I felt like Cleopatra in her perfumed barge but without the incense and a thousand guards waiting on me hand and foot. The path ended and we left behind the Sunday walkers, finally bumping into the side where Harry tied the boat to an iron loop on a gravel bay. We had a bench and table all to ourselves, barring the waddling Canada geese which put their webbed feet forward when Harry undid the picnic basket.

I settled myself with a contented sigh and Harry chatted knowledgeably about types of flora and fauna. I thought about the ceramics I could make of willow leaf patterns on bowls. He brought out the feast. Ham and cheese rolls, cheese and onion crisps and crackers with various cheeses along with a tub of creamy coleslaw.

Also, there was a half-bottle of champagne for me and a bottle of the darkest treacly stout I’d ever seen for him.

‘You like cheese then?’ I said with a smile.

‘Just a bit’ he grinned. ‘I hope you do.’

‘Definitely. Give me a plate of something not bought or prepared by me and I’m a happy girl.’ The fizz was working wonders on my already happy mood.

‘I know what you mean,’ he said and with that, we ate and fended off the greedy geese. The conversation was easy, funny, in that lovely superficial way when you don’t know someone else’s relatives or centuries-old problems. An hour later and Harry stood up saying we better go.

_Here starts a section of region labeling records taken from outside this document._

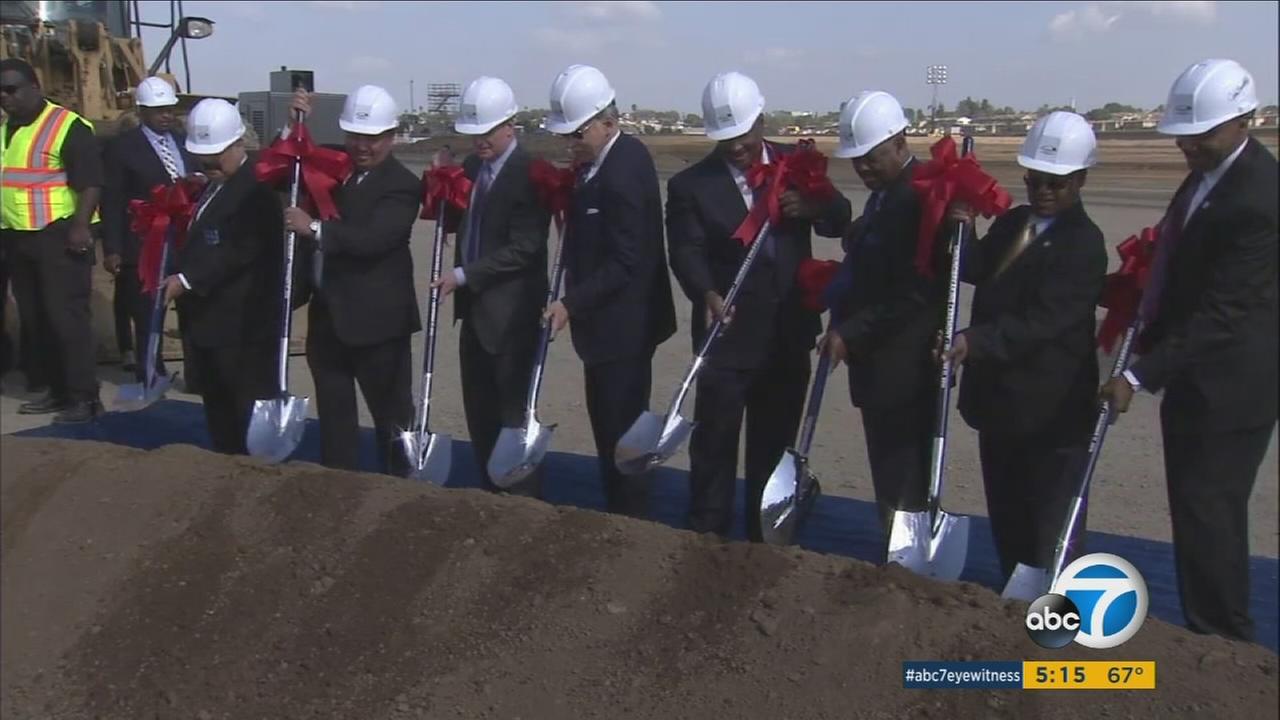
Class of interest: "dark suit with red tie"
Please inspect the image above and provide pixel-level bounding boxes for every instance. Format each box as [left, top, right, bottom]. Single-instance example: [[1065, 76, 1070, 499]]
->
[[1130, 138, 1280, 639]]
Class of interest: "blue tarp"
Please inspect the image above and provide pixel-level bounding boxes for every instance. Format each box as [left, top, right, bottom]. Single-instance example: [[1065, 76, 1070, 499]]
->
[[14, 400, 1280, 652]]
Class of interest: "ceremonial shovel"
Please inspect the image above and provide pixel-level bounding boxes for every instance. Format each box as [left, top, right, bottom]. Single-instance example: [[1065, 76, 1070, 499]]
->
[[887, 137, 973, 580], [1000, 320, 1138, 602], [760, 352, 831, 544], [244, 113, 310, 462], [486, 219, 564, 488], [613, 220, 771, 475], [401, 200, 453, 486], [115, 223, 177, 413]]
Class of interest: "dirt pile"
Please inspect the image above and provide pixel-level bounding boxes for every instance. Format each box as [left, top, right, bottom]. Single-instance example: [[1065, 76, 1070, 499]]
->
[[0, 437, 1277, 720]]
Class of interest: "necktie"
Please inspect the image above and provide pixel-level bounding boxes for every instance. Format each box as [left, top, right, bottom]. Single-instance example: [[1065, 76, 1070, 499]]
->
[[991, 218, 1037, 278], [1138, 173, 1201, 323]]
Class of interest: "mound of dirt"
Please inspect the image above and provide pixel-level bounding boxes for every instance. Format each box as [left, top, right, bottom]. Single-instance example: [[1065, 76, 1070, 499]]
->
[[0, 437, 1277, 720]]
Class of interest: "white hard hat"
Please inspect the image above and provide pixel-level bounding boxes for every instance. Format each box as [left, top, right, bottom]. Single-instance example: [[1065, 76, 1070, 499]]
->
[[453, 77, 520, 135], [133, 77, 178, 108], [835, 90, 906, 158], [1156, 60, 1258, 135], [187, 97, 244, 155], [1018, 110, 1098, 176], [703, 70, 764, 142], [547, 65, 617, 135], [338, 85, 399, 135]]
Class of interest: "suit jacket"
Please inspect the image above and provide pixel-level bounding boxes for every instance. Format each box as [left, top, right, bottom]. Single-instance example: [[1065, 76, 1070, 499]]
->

‘What’s the other place?’ I ask as he packed. He winked and, rowing back he asked me about my kids. After two glasses of champagne, I was in the mood to talk. I talked about about how much I loved them, missed them, talked to them, planned to go and see them. As he rowed, the ducks quacked like they were laughing. The boat owner was still sitting on his chair, puffing away, reading a paper.

 

Chucking the basket onto the bank, Harry held out his hand. Once I was on dry land, he pulled me to him and kissed me. Then and there in the middle of the day, in front of the big man, who stopped reading. It was a very good kiss. Just right. I surprised myself by saying so too.

‘That was lovely, even if we frightened the public.’

‘Who cares,’ said Harry, brandishing gardening gloves. ‘Come on it’s time to try these for size’.

‘I’ve been drinking,’ I say by way of excuse. I no more want to do gardening at this point than visit a dentist.

He point-blank refused to say where we were going. Finally, we pulled into a field with a large tended allotment. About thirty people were standing and sitting around a bonfire, chatting, and laughing. One waved and they all shouted hello. They were so friendly and keen to meet me. Harry introduced me to so many people I lost track of names. It made me very happy and very nervous as they welcomed me as someone special in Harry’s life. The last time I had been introduced as someone special was when my first husband took me home to meet his mother. She never spoke to me civilly again.

Now here I was, amid fruit, veg and a giant polytunnel (that doubled as a rain shelter and bar) with a gang of people who were obviously keen to meet me. Sometimes, life can be utterly delicious and delightful.

Touching wood. Touching every tree in a wood.